Doctors and environmental organizations have urged the Hong Kong Police Force to disclose the components used in the blue dye sprayed by water cannons to disperse protesters after a number of people complained about burning pain on their skin.
Greenpeace Hong Kong said there was a chance that the blue dye might contain toxic solutions and thet tests are being conducted.
The non-government organization said on Facebook that they had received a number of public enquiries over the “color water” as those exposed have felt burning pain, swelling and experienced coughing for a few days.
The initial lab test result showed that the “color-water” contained color pigments and adhesives.
Though the test has yet to analyze all components, the group studied papers from the Legislative Council, international journal, experts comments and interviews with people who were dyed by the blue water, they presumed that a toxic tearing substance, including a pelargonic acid vanillylamide solution, or CN (chloroacetophenone) and CS (2-xhlorobenzylidene malononitrile) were in the colored water.
According to a medical journal, pelargonic acid vanillylamide solution could cause immediate and serious harm to the body, similar to the effects of pepper spray.
The colored water could be mixed with CN and CS, which can seriously harm the skin, according to the Handbook of Toxicology of Chemical Warfare Agents. If people have exposed themselves to a high dosage of the solutions, the allergy could last four weeks.
The environment group urged the police to disclose the components and to increase transparency when they deploy the weapons.
Mohan Chugani, a former chairman of the Indian Association who was hit by the blue dye in front of the Kowloon Mosque in Tsim Sha Tsui last Sunday, said his body felt like it was on fire. His left eye was also injured.
Chugani called his doctor at private Baptist Hospital but was told that he should seek medical treatment in a public hospital because their medical staff at the emergency room did not know the components of the dyed water.
The 73-year-old man was sent to public Queen Elizabeth Hospital for medical treatment after having a thorough wash.
Chugani said he made complaints to Chief Executive Carrie Lam Cheng Yuet-ngor when she called him to apologize for what had happened.
He urged the police to disclose the components in the water to all hospitals in Hong Kong so that medical staff will know how to treat patients.
Meanwhile, a reporter from Asia Times is still suffering red eyes five days after he worked at the protest site in Tsim Sha Tsui.
The reporter said he wore protective gear at that time when the water cannon fired the blue dye and that. he was not directly hit by the water.
When the water cannon was removed, he took off his goggles. He did not feel any pain at that moment but when he rinsed his eyes with water, he experienced a light burning sensation around his eyes.
Both private and public hospitals staff said they did not receive any information from the police force or from the Department of Health regarding the components of the dyed water from the water cannon, Apple Daily reported.

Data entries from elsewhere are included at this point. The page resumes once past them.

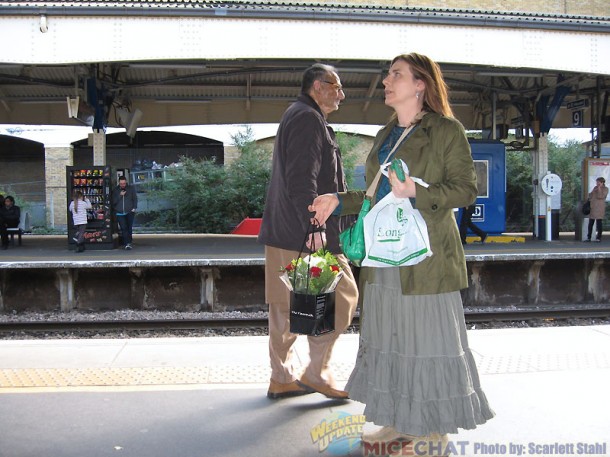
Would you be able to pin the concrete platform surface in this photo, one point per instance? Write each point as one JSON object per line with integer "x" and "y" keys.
{"x": 199, "y": 397}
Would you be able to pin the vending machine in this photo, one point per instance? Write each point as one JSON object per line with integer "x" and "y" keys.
{"x": 96, "y": 185}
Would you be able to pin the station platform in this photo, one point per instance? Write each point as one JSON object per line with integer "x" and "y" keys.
{"x": 206, "y": 397}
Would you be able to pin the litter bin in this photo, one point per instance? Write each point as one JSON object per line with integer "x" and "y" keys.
{"x": 554, "y": 226}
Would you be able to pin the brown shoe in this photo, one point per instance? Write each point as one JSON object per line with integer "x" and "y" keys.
{"x": 324, "y": 389}
{"x": 284, "y": 390}
{"x": 385, "y": 435}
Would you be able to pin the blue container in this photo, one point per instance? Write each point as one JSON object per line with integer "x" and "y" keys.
{"x": 490, "y": 163}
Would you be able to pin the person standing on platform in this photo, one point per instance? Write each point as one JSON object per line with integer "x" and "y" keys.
{"x": 466, "y": 223}
{"x": 10, "y": 214}
{"x": 597, "y": 197}
{"x": 414, "y": 370}
{"x": 124, "y": 204}
{"x": 78, "y": 207}
{"x": 306, "y": 162}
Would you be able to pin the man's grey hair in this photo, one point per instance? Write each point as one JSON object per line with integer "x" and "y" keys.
{"x": 316, "y": 72}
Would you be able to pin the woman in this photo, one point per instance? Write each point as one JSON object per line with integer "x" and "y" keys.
{"x": 414, "y": 369}
{"x": 78, "y": 207}
{"x": 597, "y": 197}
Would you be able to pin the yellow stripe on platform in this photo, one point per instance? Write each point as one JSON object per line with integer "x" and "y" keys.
{"x": 497, "y": 239}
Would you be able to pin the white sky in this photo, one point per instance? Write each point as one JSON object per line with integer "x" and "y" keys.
{"x": 63, "y": 135}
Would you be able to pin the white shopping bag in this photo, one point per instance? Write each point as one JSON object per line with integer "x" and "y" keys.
{"x": 395, "y": 234}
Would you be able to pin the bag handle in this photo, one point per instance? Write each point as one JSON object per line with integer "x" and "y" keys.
{"x": 371, "y": 190}
{"x": 311, "y": 229}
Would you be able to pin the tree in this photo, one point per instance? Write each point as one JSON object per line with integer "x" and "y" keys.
{"x": 248, "y": 177}
{"x": 347, "y": 145}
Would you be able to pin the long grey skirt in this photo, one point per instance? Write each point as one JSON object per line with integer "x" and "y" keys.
{"x": 414, "y": 370}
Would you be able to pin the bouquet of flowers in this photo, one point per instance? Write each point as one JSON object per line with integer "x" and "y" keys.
{"x": 315, "y": 274}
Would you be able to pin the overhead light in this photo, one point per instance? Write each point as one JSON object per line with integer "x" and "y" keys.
{"x": 510, "y": 74}
{"x": 44, "y": 27}
{"x": 182, "y": 100}
{"x": 42, "y": 101}
{"x": 129, "y": 120}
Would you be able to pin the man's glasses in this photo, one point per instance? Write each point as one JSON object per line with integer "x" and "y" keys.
{"x": 339, "y": 87}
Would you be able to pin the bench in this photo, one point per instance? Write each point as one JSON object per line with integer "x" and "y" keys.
{"x": 23, "y": 227}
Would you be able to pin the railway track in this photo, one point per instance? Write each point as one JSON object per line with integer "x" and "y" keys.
{"x": 472, "y": 316}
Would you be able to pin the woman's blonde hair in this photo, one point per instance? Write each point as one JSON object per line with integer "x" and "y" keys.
{"x": 436, "y": 98}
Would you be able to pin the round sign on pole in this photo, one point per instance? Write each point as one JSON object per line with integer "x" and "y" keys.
{"x": 551, "y": 184}
{"x": 577, "y": 118}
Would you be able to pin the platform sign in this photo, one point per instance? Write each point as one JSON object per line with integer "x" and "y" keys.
{"x": 478, "y": 215}
{"x": 578, "y": 104}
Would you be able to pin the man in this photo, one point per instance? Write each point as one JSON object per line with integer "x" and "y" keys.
{"x": 124, "y": 204}
{"x": 466, "y": 223}
{"x": 306, "y": 163}
{"x": 9, "y": 218}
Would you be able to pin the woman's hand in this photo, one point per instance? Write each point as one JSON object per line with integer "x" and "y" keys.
{"x": 323, "y": 206}
{"x": 400, "y": 189}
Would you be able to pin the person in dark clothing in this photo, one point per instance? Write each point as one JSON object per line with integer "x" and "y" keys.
{"x": 9, "y": 218}
{"x": 306, "y": 162}
{"x": 124, "y": 204}
{"x": 466, "y": 223}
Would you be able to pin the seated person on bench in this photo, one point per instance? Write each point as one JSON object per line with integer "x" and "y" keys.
{"x": 9, "y": 218}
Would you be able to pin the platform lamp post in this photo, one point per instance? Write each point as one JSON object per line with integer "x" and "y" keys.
{"x": 551, "y": 186}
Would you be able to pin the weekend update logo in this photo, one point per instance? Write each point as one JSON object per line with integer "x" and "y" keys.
{"x": 339, "y": 433}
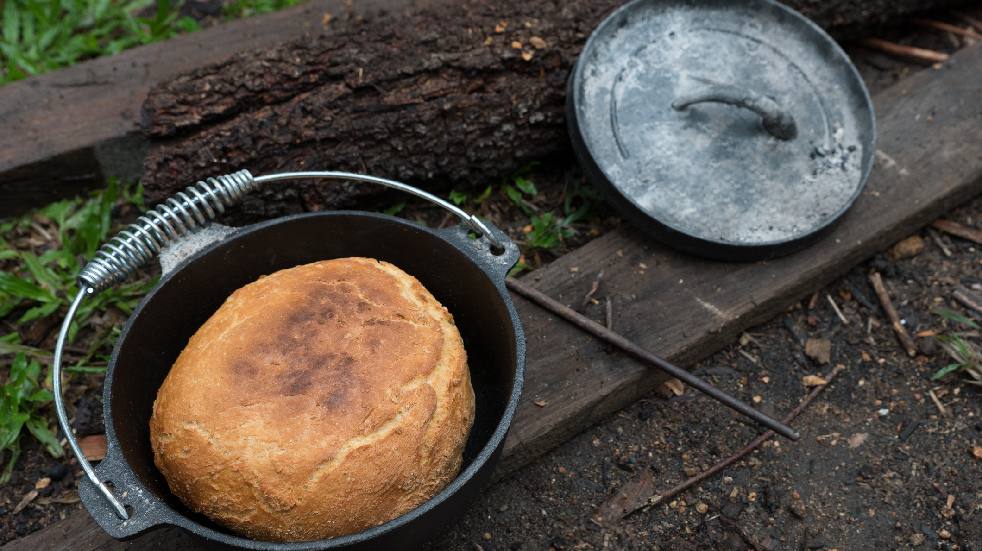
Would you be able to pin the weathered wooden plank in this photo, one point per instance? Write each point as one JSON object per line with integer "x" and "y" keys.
{"x": 685, "y": 308}
{"x": 71, "y": 128}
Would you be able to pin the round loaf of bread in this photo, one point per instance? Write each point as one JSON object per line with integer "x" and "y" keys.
{"x": 316, "y": 402}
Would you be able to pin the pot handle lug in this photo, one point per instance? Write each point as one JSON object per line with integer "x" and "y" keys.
{"x": 497, "y": 262}
{"x": 776, "y": 120}
{"x": 143, "y": 510}
{"x": 188, "y": 212}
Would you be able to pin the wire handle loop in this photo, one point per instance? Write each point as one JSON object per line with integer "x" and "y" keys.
{"x": 183, "y": 213}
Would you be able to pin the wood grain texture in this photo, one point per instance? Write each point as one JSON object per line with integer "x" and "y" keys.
{"x": 69, "y": 129}
{"x": 458, "y": 94}
{"x": 684, "y": 308}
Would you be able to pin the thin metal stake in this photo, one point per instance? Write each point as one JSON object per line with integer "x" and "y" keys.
{"x": 647, "y": 357}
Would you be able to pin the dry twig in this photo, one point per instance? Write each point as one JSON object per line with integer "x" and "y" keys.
{"x": 753, "y": 445}
{"x": 958, "y": 230}
{"x": 921, "y": 54}
{"x": 947, "y": 27}
{"x": 973, "y": 21}
{"x": 967, "y": 300}
{"x": 835, "y": 307}
{"x": 898, "y": 327}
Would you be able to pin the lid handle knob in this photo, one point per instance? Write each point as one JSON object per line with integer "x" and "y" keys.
{"x": 778, "y": 122}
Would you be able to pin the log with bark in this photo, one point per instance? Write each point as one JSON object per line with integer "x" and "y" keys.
{"x": 457, "y": 94}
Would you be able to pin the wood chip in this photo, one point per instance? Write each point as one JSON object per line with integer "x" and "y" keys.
{"x": 819, "y": 350}
{"x": 25, "y": 501}
{"x": 813, "y": 380}
{"x": 630, "y": 494}
{"x": 907, "y": 248}
{"x": 958, "y": 230}
{"x": 94, "y": 447}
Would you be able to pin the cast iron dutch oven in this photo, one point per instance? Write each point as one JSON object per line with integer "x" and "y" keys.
{"x": 464, "y": 267}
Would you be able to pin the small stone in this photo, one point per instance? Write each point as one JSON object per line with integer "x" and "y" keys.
{"x": 57, "y": 471}
{"x": 813, "y": 380}
{"x": 857, "y": 439}
{"x": 819, "y": 350}
{"x": 796, "y": 505}
{"x": 910, "y": 247}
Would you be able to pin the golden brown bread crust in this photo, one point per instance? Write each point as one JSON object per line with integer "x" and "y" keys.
{"x": 318, "y": 401}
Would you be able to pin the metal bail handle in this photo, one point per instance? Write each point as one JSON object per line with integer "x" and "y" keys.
{"x": 776, "y": 120}
{"x": 186, "y": 211}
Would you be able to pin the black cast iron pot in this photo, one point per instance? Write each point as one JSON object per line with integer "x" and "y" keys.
{"x": 462, "y": 272}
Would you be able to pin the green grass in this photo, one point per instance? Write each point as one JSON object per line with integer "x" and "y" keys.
{"x": 38, "y": 36}
{"x": 966, "y": 355}
{"x": 40, "y": 255}
{"x": 245, "y": 8}
{"x": 42, "y": 35}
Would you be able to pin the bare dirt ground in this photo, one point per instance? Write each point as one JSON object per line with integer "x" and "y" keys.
{"x": 879, "y": 465}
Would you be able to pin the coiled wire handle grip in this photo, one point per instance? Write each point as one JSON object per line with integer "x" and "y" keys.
{"x": 185, "y": 212}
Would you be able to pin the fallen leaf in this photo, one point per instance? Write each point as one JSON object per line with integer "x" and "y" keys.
{"x": 813, "y": 380}
{"x": 94, "y": 447}
{"x": 24, "y": 501}
{"x": 857, "y": 439}
{"x": 819, "y": 350}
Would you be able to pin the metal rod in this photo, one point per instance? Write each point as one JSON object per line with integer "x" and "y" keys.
{"x": 645, "y": 356}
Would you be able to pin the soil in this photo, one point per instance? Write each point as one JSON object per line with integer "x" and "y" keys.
{"x": 874, "y": 468}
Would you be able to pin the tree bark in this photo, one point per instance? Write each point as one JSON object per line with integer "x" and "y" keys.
{"x": 458, "y": 94}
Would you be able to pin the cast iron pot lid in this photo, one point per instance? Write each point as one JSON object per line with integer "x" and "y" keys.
{"x": 731, "y": 129}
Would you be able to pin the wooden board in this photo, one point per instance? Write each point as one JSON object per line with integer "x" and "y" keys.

The police force said on Friday that water fired by the water cannon is mixed with non-toxic color pigments which are not harmful to the human body. They used it merely to track down protesters, Radio Television Hong Kong reported.
They said people who get in touch with tearing solutions or pepper spray would be feeling unwell for a short period of time, but if they wash it with water in a well-ventilated area, they should feel better in 10 to 15 minutes.
Meanwhile, Hong Kong protesters found a new way by staging aq “walk to work” protest across different districts of Hong Kong.
Workers, office ladies in high heels or men in suits wore face masks to defy the mask ban law. They chanted slogans such as “five demands, not one less” and “Hong Kong people resist,” as streams of people walked along the sidewalks.
The protest idea came from an online forum calling on people to walk to their offices in business districts like Central, Sheung Wan, Kowloon Bay and Tsim Sha Tsui.
Protesters who joined the call said they wanted to include protests into daily life and didn’t mind waking up earlier or taking a longer route to work.
They said they will continue to support the protest and press the government to respond to their demands.